Anorectal manometry performed in patients with MEN2B can reveal the disarrangement of the internal sphincter rhythmic wave and a complete absence of the rectoanal inhibitory reflex.6 Patients with MEN2B can also have completely normal anorectal manometric findings, as was the case with our patient.

Colonic mucosal biopsies can help us differentiate between Hirschsprung disease and ganglioneuromatosis. In the former, a variable length segment of bowel is aganglionic, and cholinergic nerve fibers increase. Ganglioneuromatosis, as discussed above, is associated with MEN2B. Patients with intestinal neuronal dysplasia type B can also have hyperplastic ganglia, but these are limited to the submucosa.5,7

Patients with MEN2B tend to have mucosal neuromas, which are often located on the lips, tongue, and buccal mucosa. Other manifestations include various skeletal and ophthalmologic anomalies. Marfanoid habitus, congenital dislocation of the hip, pes planus, pes cavus, pectus excavatum, and kyphosis can all be seen. Patients may also have high-arched palate, broad forehead, or hypertelorism. Eye findings often include prominent corneal nerves and multiple submucosal neuromas of the conjunctivae and eyelids.8

Early diagnosis of MEN2B is essential, because MTC is a life-threatening disease that can be cured or prevented by total thyroidectomy. When evaluating patients suspected of having a MEN2 disorder, obtaining a serum calcitonin level can help in the evaluation for medullary thyroid carcinoma. If the serum calcitonin level is elevated, as it was in this case, urgent thyroidectomy is indicated.
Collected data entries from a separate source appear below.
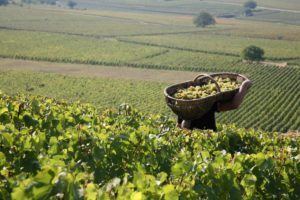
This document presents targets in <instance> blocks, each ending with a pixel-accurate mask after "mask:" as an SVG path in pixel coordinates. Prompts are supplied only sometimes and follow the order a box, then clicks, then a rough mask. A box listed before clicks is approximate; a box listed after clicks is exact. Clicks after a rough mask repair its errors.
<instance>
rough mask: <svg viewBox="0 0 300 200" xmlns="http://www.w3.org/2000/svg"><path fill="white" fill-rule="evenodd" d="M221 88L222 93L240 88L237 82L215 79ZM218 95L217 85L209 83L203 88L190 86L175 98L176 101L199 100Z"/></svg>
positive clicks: (235, 81) (221, 91) (181, 90)
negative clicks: (211, 95)
mask: <svg viewBox="0 0 300 200" xmlns="http://www.w3.org/2000/svg"><path fill="white" fill-rule="evenodd" d="M214 79H215V80H216V81H217V83H218V84H219V86H220V89H221V92H224V91H228V90H234V89H236V88H238V87H239V86H240V84H239V83H238V82H236V81H232V80H230V79H229V78H221V77H215V78H214ZM214 94H217V86H216V84H215V83H213V82H211V81H209V82H208V83H207V84H205V85H202V86H190V87H188V88H186V89H180V90H178V91H177V92H176V93H175V94H174V95H173V97H175V98H176V99H199V98H204V97H207V96H211V95H214Z"/></svg>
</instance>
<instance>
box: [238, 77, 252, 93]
mask: <svg viewBox="0 0 300 200" xmlns="http://www.w3.org/2000/svg"><path fill="white" fill-rule="evenodd" d="M251 86H252V82H251V81H250V80H245V81H244V82H243V83H242V85H241V87H240V90H239V92H243V93H246V92H247V91H248V90H249V89H250V88H251Z"/></svg>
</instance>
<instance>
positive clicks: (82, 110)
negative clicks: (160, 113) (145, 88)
mask: <svg viewBox="0 0 300 200" xmlns="http://www.w3.org/2000/svg"><path fill="white" fill-rule="evenodd" d="M218 130H219V131H218V132H212V131H209V130H207V131H205V130H203V131H198V130H195V131H193V132H191V131H188V130H181V129H178V128H176V127H175V121H174V120H170V119H168V117H166V116H163V115H151V116H149V115H147V116H146V115H143V114H142V113H140V112H138V111H136V110H135V109H133V108H131V107H130V106H128V105H126V104H123V105H121V106H120V108H119V109H118V110H115V111H113V110H106V111H104V112H102V113H101V114H99V112H98V111H97V109H96V108H95V107H93V106H91V105H87V104H80V103H72V104H70V103H66V102H64V101H57V100H55V99H51V98H45V97H41V96H23V95H15V96H7V95H5V94H0V133H1V134H0V178H1V182H0V197H1V199H97V198H98V199H167V200H171V199H172V200H173V199H195V198H199V197H200V198H204V199H274V198H276V199H299V198H300V190H299V188H300V185H299V183H300V179H299V176H300V165H299V163H300V162H299V159H300V151H299V148H300V146H299V144H300V143H299V137H297V135H292V134H290V135H280V136H279V135H278V134H277V133H266V132H262V131H255V130H245V129H239V128H236V127H235V126H233V125H226V126H225V125H224V126H219V127H218Z"/></svg>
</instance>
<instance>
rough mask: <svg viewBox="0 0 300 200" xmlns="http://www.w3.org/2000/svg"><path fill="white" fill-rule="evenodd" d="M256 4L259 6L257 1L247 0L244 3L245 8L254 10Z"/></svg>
mask: <svg viewBox="0 0 300 200" xmlns="http://www.w3.org/2000/svg"><path fill="white" fill-rule="evenodd" d="M256 6H257V3H256V2H255V1H246V2H245V3H244V8H245V9H251V10H252V9H255V8H256Z"/></svg>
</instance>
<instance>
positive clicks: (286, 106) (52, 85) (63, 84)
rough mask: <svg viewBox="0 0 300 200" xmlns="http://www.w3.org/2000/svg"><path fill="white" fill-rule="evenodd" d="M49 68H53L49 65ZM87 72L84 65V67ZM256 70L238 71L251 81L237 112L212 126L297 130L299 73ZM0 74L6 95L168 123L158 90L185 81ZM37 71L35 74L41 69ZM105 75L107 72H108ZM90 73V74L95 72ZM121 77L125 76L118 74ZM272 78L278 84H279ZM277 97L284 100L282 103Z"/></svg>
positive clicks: (164, 77)
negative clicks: (128, 113)
mask: <svg viewBox="0 0 300 200" xmlns="http://www.w3.org/2000/svg"><path fill="white" fill-rule="evenodd" d="M36 65H38V64H36ZM51 65H54V63H53V64H51ZM75 67H76V66H74V68H75ZM88 67H89V66H85V68H88ZM252 67H255V66H252ZM256 67H261V68H263V69H264V70H259V71H258V70H255V69H253V70H252V71H248V72H247V73H245V72H244V74H246V75H247V76H248V77H249V78H250V79H251V80H253V82H254V86H253V88H251V91H250V92H249V94H248V95H247V97H246V99H245V102H244V103H243V105H242V106H241V108H240V109H238V110H236V111H231V112H228V113H226V112H225V113H218V114H217V118H218V122H219V123H225V124H227V123H236V124H237V125H238V126H241V127H247V128H250V127H251V128H262V129H264V130H268V131H281V132H285V131H288V130H299V127H300V121H299V117H298V116H299V114H300V105H299V101H298V98H299V95H300V89H299V81H300V80H299V79H298V77H299V76H300V72H299V69H293V68H277V67H263V66H256ZM1 69H2V72H1V73H0V78H1V80H2V81H1V84H0V87H1V88H2V90H3V91H4V92H6V93H8V94H14V93H16V92H21V93H30V94H34V95H43V96H50V97H54V98H57V99H66V100H68V101H77V100H80V101H82V102H88V103H92V104H95V105H96V106H97V107H98V108H100V110H103V109H108V108H117V107H118V106H119V105H120V104H122V103H124V102H126V103H129V104H130V105H132V106H134V107H135V108H137V109H139V110H141V111H142V112H144V113H158V114H159V113H164V114H166V115H170V116H172V118H173V117H174V116H173V115H172V114H171V112H170V110H169V108H167V106H166V104H165V102H164V97H163V94H162V91H163V89H164V88H165V87H166V86H168V85H170V84H172V83H174V82H178V81H183V80H185V79H181V80H180V79H178V80H174V78H173V77H172V76H174V75H175V74H172V72H170V77H169V78H168V76H165V77H163V78H162V80H161V81H158V80H157V79H154V80H152V81H151V80H149V81H142V80H126V77H123V78H122V77H120V76H118V75H111V76H110V77H109V78H107V77H106V78H103V77H92V78H91V77H90V76H91V75H90V74H86V75H84V73H81V74H75V75H76V77H73V76H72V70H70V73H69V74H70V75H69V76H66V75H58V74H68V73H67V72H66V71H63V69H62V70H61V71H59V67H57V68H56V70H57V71H53V72H54V73H51V74H48V73H41V72H22V68H21V67H19V70H21V71H7V69H6V70H5V65H4V66H2V67H1ZM37 69H39V70H41V69H42V68H37ZM37 69H35V70H37ZM33 70H34V69H33ZM94 70H95V69H94ZM106 70H109V69H106ZM110 70H111V71H113V70H114V67H112V68H111V69H110ZM149 73H151V72H149ZM163 73H166V71H163ZM176 73H177V76H180V72H176ZM184 73H185V72H184ZM94 74H96V70H95V72H94ZM197 74H198V73H196V72H195V73H194V74H192V73H189V74H186V75H184V77H189V78H188V79H187V80H189V79H192V78H194V76H196V75H197ZM124 76H126V75H125V74H124ZM144 76H145V74H144ZM175 76H176V75H175ZM129 77H130V76H129ZM278 79H280V80H282V82H281V83H279V82H278V81H277V80H278ZM16 80H17V81H16ZM61 88H63V90H62V89H61ZM282 96H284V97H285V98H282ZM274 108H276V109H274ZM274 116H276V117H274Z"/></svg>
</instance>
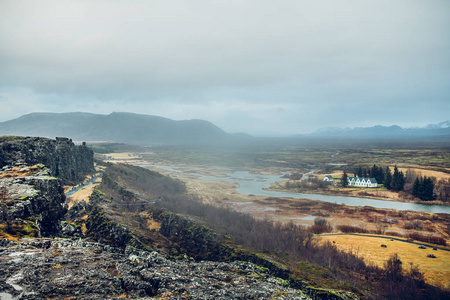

Patients with MEN2 syndromes should undergo DNA testing in order to identify the specific RET mutation. Once this mutation is known, first-degree relatives should be genotyped. Relatives who do not carry the genetic mutation are not at risk for developing the disease and do not need to be subjected to further testing. Affected relatives should undergo prophylactic thyroidectomy, because MTC develops at an early age in patients.8 Because metastatic disease has occurred in children as young as 1 year, thyroidectomy during the first year of life is advised.9 Even in patients with normal serum calcitonin levels, MTG can be found in resected thyroid tissue, further supporting the need for early resection.8

Total thyroidectomy with central lymph node dissection is recommended for patients with RET mutations associated with MEN2 syndromes.10 Radiotherapy and chemotherapy have both been shown to be less effective than surgery. Elevated immunoreactive serum calcitonin levels after treatment may suggest residual or recurrent disease. Therefore, serial measurement of calcitonin is advised.11

Conclusion

Gastroenterologists should consider the diagnosis of MEN2B when evaluating patients with pseudo-obstruction of unknown etiology. Elevated calcitonin levels suggest the presence of MTG. Because the MTG associated with MEN2B can be life-threatening, thyroidectomy is advised at the time of diagnosis. First-degree relatives of patients with MEN2B should undergo genetic testing for identical RET mutations. Any relative carrying such a mutation can be diagnosed with the disease.